[Mpi3-ft] New FT API

Fri Aug 12 09:15:47 CDT 2011

Comments inline below.

On Thu, Aug 11, 2011 at 3:48 PM, Darius Buntinas <buntinas at mcs.anl.gov> wrote:
>
> Hi Josh,
>
> Thanks for you comments, I made mine inline.
>
> On Aug 10, 2011, at 4:29 PM, Josh Hursey wrote:
>
>> Thanks for getting that new interface going. I have some notes below
>> for discussion.
>>
>> -- Josh
>>
>>
>> - Should we rename MPI_COMM_GET_FAILED to MPI_COMM_GROUP_FAILED() to
>> better match the MPI_Comm_group() signature?
>
> I'd be OK with that.
>
>> - Should we add an optional MPI_Info parameter to the
>> MPI_Comm_get_failed() operation to allow for implementation specific
>> optimizations - similar to what we had with the 'mask' in the previous
>> proposal.
>
> I looked through both the ticket276 document and the wiki but couldn't find a list of valid masks, so I'm not sure how it would be used.  The one mask I did see was "new", but that should be determined using MPI_GROUP_DIFFERENCE to avoid a race.  What were the other mask values we were considering?

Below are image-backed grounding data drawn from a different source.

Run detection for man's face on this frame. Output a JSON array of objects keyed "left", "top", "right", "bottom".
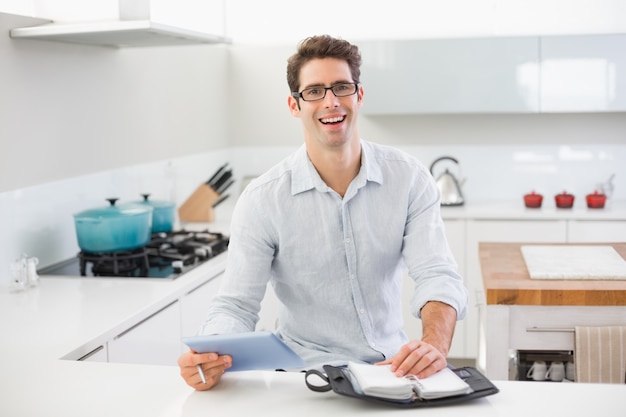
[{"left": 288, "top": 57, "right": 363, "bottom": 149}]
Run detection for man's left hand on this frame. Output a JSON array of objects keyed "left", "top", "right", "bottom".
[{"left": 376, "top": 339, "right": 447, "bottom": 379}]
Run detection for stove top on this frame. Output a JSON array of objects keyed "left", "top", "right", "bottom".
[{"left": 38, "top": 229, "right": 229, "bottom": 279}]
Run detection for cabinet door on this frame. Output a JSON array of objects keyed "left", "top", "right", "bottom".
[
  {"left": 568, "top": 220, "right": 626, "bottom": 243},
  {"left": 359, "top": 37, "right": 539, "bottom": 114},
  {"left": 402, "top": 219, "right": 467, "bottom": 358},
  {"left": 540, "top": 34, "right": 626, "bottom": 112},
  {"left": 180, "top": 274, "right": 223, "bottom": 340},
  {"left": 108, "top": 301, "right": 181, "bottom": 366},
  {"left": 466, "top": 219, "right": 567, "bottom": 359}
]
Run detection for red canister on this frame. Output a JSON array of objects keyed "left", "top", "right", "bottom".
[
  {"left": 523, "top": 191, "right": 543, "bottom": 208},
  {"left": 555, "top": 191, "right": 575, "bottom": 209},
  {"left": 586, "top": 191, "right": 606, "bottom": 209}
]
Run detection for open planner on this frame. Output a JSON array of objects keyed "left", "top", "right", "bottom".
[
  {"left": 347, "top": 361, "right": 472, "bottom": 401},
  {"left": 305, "top": 362, "right": 499, "bottom": 407}
]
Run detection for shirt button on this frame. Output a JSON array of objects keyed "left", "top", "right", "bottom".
[{"left": 345, "top": 238, "right": 351, "bottom": 243}]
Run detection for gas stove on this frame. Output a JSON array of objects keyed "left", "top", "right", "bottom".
[{"left": 38, "top": 229, "right": 229, "bottom": 279}]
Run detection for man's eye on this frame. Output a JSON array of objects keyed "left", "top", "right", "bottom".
[
  {"left": 335, "top": 84, "right": 349, "bottom": 91},
  {"left": 305, "top": 88, "right": 321, "bottom": 96}
]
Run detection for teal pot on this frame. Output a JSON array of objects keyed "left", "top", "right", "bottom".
[
  {"left": 136, "top": 194, "right": 176, "bottom": 233},
  {"left": 73, "top": 198, "right": 153, "bottom": 253}
]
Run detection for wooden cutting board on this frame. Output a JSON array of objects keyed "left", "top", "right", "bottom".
[
  {"left": 521, "top": 245, "right": 626, "bottom": 280},
  {"left": 479, "top": 242, "right": 626, "bottom": 306}
]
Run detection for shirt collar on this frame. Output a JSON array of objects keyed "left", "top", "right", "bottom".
[{"left": 290, "top": 140, "right": 384, "bottom": 196}]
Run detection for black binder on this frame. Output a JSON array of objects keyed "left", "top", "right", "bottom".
[{"left": 305, "top": 365, "right": 499, "bottom": 408}]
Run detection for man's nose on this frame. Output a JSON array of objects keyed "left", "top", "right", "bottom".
[{"left": 322, "top": 89, "right": 340, "bottom": 106}]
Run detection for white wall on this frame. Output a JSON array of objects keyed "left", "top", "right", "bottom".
[{"left": 0, "top": 12, "right": 230, "bottom": 193}]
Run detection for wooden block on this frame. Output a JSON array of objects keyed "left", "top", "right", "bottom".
[{"left": 178, "top": 184, "right": 220, "bottom": 222}]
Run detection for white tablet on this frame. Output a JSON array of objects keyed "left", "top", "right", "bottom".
[{"left": 182, "top": 331, "right": 305, "bottom": 372}]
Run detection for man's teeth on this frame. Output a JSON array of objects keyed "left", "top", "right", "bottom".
[{"left": 320, "top": 116, "right": 345, "bottom": 124}]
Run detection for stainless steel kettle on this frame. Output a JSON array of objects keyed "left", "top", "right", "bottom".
[{"left": 429, "top": 156, "right": 465, "bottom": 206}]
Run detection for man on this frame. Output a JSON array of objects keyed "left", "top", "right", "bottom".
[{"left": 178, "top": 35, "right": 468, "bottom": 391}]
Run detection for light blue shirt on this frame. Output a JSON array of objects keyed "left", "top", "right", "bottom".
[{"left": 199, "top": 140, "right": 468, "bottom": 367}]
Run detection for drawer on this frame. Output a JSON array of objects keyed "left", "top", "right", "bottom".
[{"left": 509, "top": 305, "right": 626, "bottom": 351}]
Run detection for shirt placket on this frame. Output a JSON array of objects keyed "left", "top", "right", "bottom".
[{"left": 341, "top": 199, "right": 376, "bottom": 348}]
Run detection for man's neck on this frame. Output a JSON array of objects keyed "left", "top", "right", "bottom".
[{"left": 307, "top": 139, "right": 361, "bottom": 197}]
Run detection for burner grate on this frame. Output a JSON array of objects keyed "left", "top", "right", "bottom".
[
  {"left": 66, "top": 228, "right": 229, "bottom": 278},
  {"left": 79, "top": 248, "right": 150, "bottom": 277}
]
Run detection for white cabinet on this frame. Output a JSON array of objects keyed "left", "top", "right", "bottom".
[
  {"left": 567, "top": 220, "right": 626, "bottom": 242},
  {"left": 482, "top": 305, "right": 626, "bottom": 380},
  {"left": 402, "top": 219, "right": 467, "bottom": 358},
  {"left": 465, "top": 219, "right": 567, "bottom": 359},
  {"left": 359, "top": 37, "right": 540, "bottom": 114},
  {"left": 359, "top": 34, "right": 626, "bottom": 114},
  {"left": 540, "top": 34, "right": 626, "bottom": 112},
  {"left": 180, "top": 274, "right": 223, "bottom": 341},
  {"left": 108, "top": 301, "right": 181, "bottom": 366}
]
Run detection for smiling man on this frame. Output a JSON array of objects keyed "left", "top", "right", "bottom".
[{"left": 178, "top": 35, "right": 468, "bottom": 391}]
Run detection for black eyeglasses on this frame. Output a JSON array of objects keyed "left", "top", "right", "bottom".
[{"left": 291, "top": 83, "right": 359, "bottom": 102}]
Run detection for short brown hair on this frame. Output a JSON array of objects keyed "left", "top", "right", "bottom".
[{"left": 286, "top": 35, "right": 362, "bottom": 93}]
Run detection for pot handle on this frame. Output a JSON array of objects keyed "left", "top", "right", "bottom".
[{"left": 429, "top": 156, "right": 459, "bottom": 176}]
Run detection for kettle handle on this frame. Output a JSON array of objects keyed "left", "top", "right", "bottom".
[{"left": 429, "top": 156, "right": 459, "bottom": 176}]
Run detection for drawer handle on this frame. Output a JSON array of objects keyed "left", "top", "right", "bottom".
[{"left": 526, "top": 327, "right": 574, "bottom": 333}]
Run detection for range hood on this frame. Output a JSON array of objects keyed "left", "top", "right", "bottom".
[{"left": 9, "top": 0, "right": 230, "bottom": 48}]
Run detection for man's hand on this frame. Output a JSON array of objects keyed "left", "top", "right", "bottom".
[
  {"left": 377, "top": 300, "right": 457, "bottom": 379},
  {"left": 178, "top": 350, "right": 232, "bottom": 391},
  {"left": 376, "top": 339, "right": 447, "bottom": 379}
]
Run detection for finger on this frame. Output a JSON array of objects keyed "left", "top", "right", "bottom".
[
  {"left": 185, "top": 361, "right": 225, "bottom": 391},
  {"left": 388, "top": 340, "right": 421, "bottom": 372},
  {"left": 406, "top": 348, "right": 447, "bottom": 378}
]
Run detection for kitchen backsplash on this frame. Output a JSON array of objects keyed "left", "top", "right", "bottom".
[{"left": 1, "top": 143, "right": 624, "bottom": 287}]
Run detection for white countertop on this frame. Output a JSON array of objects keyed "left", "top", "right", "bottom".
[
  {"left": 441, "top": 199, "right": 626, "bottom": 220},
  {"left": 2, "top": 209, "right": 625, "bottom": 416}
]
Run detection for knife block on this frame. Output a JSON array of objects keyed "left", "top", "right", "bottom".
[{"left": 178, "top": 184, "right": 220, "bottom": 222}]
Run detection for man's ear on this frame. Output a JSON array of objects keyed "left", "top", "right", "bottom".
[{"left": 288, "top": 95, "right": 301, "bottom": 115}]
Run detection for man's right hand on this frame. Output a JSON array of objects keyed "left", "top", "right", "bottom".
[{"left": 178, "top": 349, "right": 232, "bottom": 390}]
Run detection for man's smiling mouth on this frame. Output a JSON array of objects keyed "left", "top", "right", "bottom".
[{"left": 320, "top": 116, "right": 345, "bottom": 124}]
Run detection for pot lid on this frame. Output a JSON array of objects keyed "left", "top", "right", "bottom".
[
  {"left": 137, "top": 194, "right": 176, "bottom": 209},
  {"left": 587, "top": 190, "right": 606, "bottom": 198},
  {"left": 556, "top": 191, "right": 574, "bottom": 197},
  {"left": 74, "top": 198, "right": 152, "bottom": 219}
]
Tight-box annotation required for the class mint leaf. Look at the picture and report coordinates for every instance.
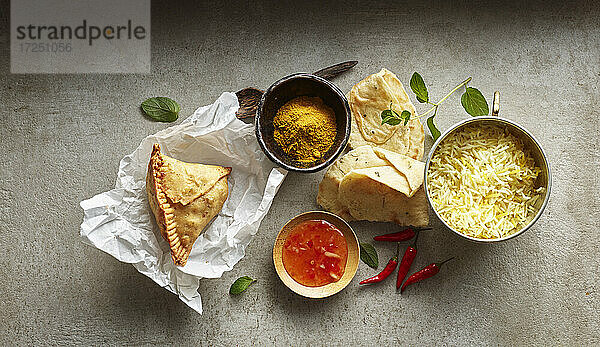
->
[229,276,256,295]
[461,87,489,117]
[359,242,379,269]
[410,72,428,103]
[141,97,180,122]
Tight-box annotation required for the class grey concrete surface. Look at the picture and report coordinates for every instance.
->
[1,0,599,345]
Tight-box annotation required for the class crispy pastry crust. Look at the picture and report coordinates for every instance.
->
[147,144,186,265]
[146,144,230,266]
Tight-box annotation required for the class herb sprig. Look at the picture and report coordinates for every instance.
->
[381,73,489,140]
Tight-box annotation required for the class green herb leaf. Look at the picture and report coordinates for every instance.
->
[427,106,441,141]
[141,97,181,122]
[381,109,400,125]
[382,116,402,126]
[381,109,393,118]
[461,87,489,117]
[380,109,394,122]
[359,242,379,269]
[410,72,429,103]
[229,276,256,295]
[401,110,411,125]
[381,108,412,126]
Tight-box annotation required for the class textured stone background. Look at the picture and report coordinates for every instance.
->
[0,0,598,345]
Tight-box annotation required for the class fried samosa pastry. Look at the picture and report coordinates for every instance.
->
[146,144,231,266]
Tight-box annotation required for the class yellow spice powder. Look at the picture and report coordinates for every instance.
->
[273,96,337,164]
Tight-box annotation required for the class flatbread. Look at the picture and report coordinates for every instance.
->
[338,171,429,227]
[372,147,424,195]
[348,68,425,160]
[317,145,428,226]
[349,166,412,197]
[317,146,387,219]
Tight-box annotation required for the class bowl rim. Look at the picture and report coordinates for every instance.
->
[255,72,351,173]
[272,210,360,298]
[423,116,552,243]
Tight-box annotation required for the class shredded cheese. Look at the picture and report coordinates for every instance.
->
[427,125,544,239]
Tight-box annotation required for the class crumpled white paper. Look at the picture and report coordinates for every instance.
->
[80,92,287,314]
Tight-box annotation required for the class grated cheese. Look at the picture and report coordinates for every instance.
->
[427,125,544,239]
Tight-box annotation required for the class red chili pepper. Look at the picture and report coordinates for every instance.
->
[400,257,455,293]
[373,227,431,242]
[359,253,398,285]
[396,232,419,290]
[373,228,414,242]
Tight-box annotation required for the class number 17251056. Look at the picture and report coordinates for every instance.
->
[20,42,72,53]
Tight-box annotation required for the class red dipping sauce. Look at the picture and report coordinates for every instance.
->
[282,219,348,287]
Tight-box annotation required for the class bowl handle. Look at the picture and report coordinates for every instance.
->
[492,91,500,117]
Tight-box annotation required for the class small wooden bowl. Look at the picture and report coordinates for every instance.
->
[273,211,359,298]
[255,73,351,173]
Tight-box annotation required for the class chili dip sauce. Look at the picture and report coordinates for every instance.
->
[282,219,348,287]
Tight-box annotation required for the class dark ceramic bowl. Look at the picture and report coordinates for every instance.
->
[255,73,351,173]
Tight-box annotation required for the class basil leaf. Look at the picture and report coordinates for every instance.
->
[359,242,378,269]
[401,110,411,125]
[461,87,489,117]
[141,97,180,122]
[410,72,429,103]
[229,276,256,295]
[427,114,441,141]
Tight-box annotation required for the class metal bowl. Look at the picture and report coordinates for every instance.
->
[255,73,351,173]
[273,211,360,298]
[424,93,551,242]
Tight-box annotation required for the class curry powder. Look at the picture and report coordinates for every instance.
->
[273,96,337,164]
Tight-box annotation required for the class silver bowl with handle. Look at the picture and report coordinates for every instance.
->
[423,92,551,242]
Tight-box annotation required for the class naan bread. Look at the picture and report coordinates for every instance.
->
[146,144,231,266]
[317,145,428,226]
[371,147,424,195]
[338,172,429,226]
[349,166,413,197]
[317,146,387,219]
[348,68,425,160]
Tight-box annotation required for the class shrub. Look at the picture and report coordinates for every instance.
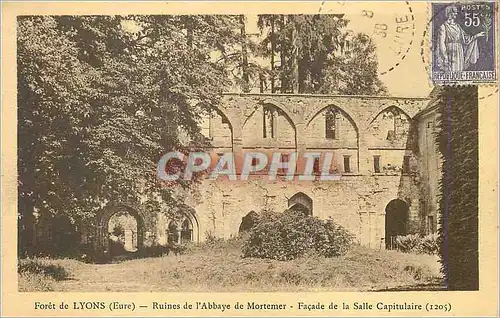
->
[394,234,421,253]
[204,231,225,245]
[18,258,69,280]
[393,233,439,255]
[18,271,55,292]
[242,209,354,261]
[418,233,439,255]
[18,258,72,291]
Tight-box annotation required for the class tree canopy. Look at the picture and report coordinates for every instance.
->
[256,14,387,94]
[17,15,242,254]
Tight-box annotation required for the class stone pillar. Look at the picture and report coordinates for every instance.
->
[357,128,371,174]
[177,228,182,244]
[124,229,133,251]
[295,122,307,173]
[232,121,243,175]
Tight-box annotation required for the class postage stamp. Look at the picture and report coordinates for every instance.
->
[431,2,497,84]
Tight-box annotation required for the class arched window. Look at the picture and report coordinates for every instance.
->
[167,215,195,244]
[369,106,410,143]
[325,107,338,139]
[263,105,277,139]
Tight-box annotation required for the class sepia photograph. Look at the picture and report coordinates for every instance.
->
[1,1,498,317]
[15,9,481,293]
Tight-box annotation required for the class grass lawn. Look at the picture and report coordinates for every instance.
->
[18,239,443,292]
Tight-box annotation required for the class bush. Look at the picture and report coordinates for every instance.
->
[418,233,439,255]
[18,258,69,280]
[394,234,421,253]
[19,271,55,292]
[393,233,439,255]
[18,258,72,291]
[242,209,354,261]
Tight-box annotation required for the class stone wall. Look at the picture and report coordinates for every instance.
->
[188,174,420,248]
[86,93,437,252]
[415,104,441,234]
[184,93,431,248]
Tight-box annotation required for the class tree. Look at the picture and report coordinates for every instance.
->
[257,14,387,95]
[320,33,388,95]
[17,15,242,255]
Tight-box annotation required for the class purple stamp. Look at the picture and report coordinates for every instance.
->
[431,2,497,84]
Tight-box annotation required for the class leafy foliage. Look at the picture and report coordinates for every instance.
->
[111,224,125,238]
[393,233,439,255]
[17,15,241,255]
[257,15,387,94]
[242,209,354,260]
[18,257,70,281]
[435,87,478,290]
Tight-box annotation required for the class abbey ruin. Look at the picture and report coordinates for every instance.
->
[74,92,440,258]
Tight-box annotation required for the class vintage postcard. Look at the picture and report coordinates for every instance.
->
[1,1,499,317]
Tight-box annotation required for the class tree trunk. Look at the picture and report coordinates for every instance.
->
[240,15,250,93]
[186,17,194,49]
[279,15,288,93]
[298,55,310,93]
[270,16,276,93]
[160,82,178,151]
[290,16,299,93]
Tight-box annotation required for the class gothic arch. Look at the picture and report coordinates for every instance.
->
[288,192,313,216]
[259,99,298,128]
[242,102,297,131]
[166,205,200,243]
[306,104,359,135]
[241,101,297,147]
[211,107,233,131]
[242,101,297,130]
[96,205,146,257]
[368,105,413,126]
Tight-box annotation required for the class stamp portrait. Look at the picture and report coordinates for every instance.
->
[431,2,497,84]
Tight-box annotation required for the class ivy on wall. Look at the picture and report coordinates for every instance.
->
[436,86,479,290]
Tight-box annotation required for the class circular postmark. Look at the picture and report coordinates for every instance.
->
[318,1,416,76]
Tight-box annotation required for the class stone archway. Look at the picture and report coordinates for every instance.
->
[385,199,409,249]
[96,206,145,259]
[165,205,200,244]
[288,192,313,216]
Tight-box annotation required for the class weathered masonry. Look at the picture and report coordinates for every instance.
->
[87,93,441,255]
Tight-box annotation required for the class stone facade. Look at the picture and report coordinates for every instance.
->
[414,100,442,235]
[183,93,432,249]
[76,93,441,256]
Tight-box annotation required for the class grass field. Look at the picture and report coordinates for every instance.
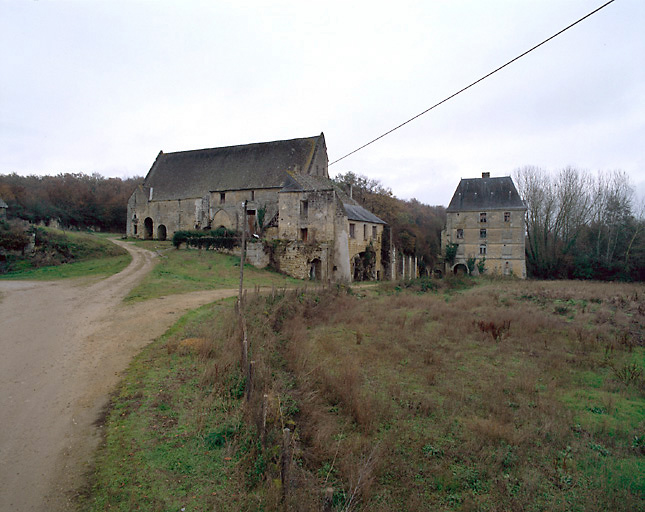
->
[82,277,644,511]
[124,240,302,302]
[0,229,130,280]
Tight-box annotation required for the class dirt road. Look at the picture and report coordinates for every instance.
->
[0,240,239,511]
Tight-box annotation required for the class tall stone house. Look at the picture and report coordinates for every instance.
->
[127,133,386,282]
[442,172,526,278]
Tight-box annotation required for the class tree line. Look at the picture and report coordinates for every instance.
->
[514,166,644,281]
[0,173,143,232]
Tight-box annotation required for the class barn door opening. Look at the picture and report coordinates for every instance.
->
[144,217,153,239]
[309,258,321,280]
[157,224,167,241]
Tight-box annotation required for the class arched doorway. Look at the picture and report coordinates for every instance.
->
[157,224,167,241]
[309,258,322,280]
[453,263,468,276]
[212,209,232,230]
[144,217,153,239]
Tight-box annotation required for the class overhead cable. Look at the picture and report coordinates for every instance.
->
[329,0,616,166]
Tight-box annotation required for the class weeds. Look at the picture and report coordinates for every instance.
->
[85,279,645,511]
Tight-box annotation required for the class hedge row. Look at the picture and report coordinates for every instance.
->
[172,228,239,250]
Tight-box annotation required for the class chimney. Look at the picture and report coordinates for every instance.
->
[482,172,490,178]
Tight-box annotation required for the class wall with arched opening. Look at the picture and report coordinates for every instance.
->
[157,224,167,241]
[309,258,322,280]
[212,209,233,230]
[144,217,153,239]
[453,263,468,275]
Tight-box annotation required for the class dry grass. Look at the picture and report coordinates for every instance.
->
[225,278,645,511]
[87,279,644,511]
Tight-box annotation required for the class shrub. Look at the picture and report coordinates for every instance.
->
[172,227,238,249]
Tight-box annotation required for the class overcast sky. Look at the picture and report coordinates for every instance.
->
[1,0,643,206]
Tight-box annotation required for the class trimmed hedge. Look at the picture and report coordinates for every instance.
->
[172,228,239,250]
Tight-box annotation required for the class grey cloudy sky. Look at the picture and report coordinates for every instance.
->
[1,0,643,206]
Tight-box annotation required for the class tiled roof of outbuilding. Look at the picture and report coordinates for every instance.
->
[343,203,386,224]
[446,176,525,212]
[143,134,323,201]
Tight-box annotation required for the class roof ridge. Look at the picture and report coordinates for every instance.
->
[162,135,320,157]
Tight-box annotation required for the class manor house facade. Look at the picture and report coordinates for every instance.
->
[442,172,527,278]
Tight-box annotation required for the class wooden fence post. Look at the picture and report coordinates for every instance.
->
[322,487,334,512]
[246,360,255,402]
[261,393,268,447]
[281,428,292,502]
[242,328,248,376]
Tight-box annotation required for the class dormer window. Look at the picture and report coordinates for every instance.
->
[480,212,487,223]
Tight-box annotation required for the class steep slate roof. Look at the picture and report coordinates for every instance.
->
[143,134,324,201]
[0,197,7,208]
[343,203,386,224]
[281,174,386,225]
[446,176,525,212]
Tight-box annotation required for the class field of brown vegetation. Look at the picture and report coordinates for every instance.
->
[85,278,644,511]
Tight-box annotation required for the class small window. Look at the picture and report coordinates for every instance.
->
[220,192,225,205]
[133,225,138,235]
[480,229,487,239]
[504,211,511,222]
[372,226,377,239]
[300,228,308,242]
[300,200,308,218]
[251,190,255,201]
[480,212,487,223]
[349,223,355,239]
[479,244,487,255]
[456,228,464,239]
[363,224,367,240]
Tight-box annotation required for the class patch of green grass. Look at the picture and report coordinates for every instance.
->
[80,301,254,511]
[125,244,302,302]
[0,254,131,280]
[1,229,130,279]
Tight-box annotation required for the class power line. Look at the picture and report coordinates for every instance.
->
[329,0,616,167]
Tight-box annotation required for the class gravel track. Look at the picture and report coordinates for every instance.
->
[0,240,238,511]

I'm ok with dropping it, but I just wanted to note that the mask
introduced a path for implementations to help the users manage large
lists of processes by categorizing them in some non-standard way.
However, the new/old mask was the driving use case, and we have a
different way to do that. So I would keep it out for now, unless
others have use cases.

>
>> - What should we do for intercommunicators?
>> A) Should we expand the signature of MPI_Comm_get_failed to return
>> both the failed set for both the local and remote groups?
>> MPI_Comm_get_failed(comm, local_grp, remote_grp)
>> B) Should MPI_Comm_get_failed only return the remote group for
>> intercommunicators, and force the user to MPI_Comm_group() to get the
>> local group then call a MPI_Group_get_failed() to get the subset of
>> failures?
>> C) Add a MPI_Comm_get_failed_remote(comm, grp) that would return the
>> failures in the remote group, and MPI_Comm_get_failed() would only
>> ever return the failures in the local list.
>> D) Something else?
>
> I think we want C.  If we want to parallel mpi_comm_group, we can have mpi_comm_group_failed return the failed processes in the local group, then have the mpi_comm_remote_group_failed to return the failed processes in the remote group (like mpi_comm_remote_group).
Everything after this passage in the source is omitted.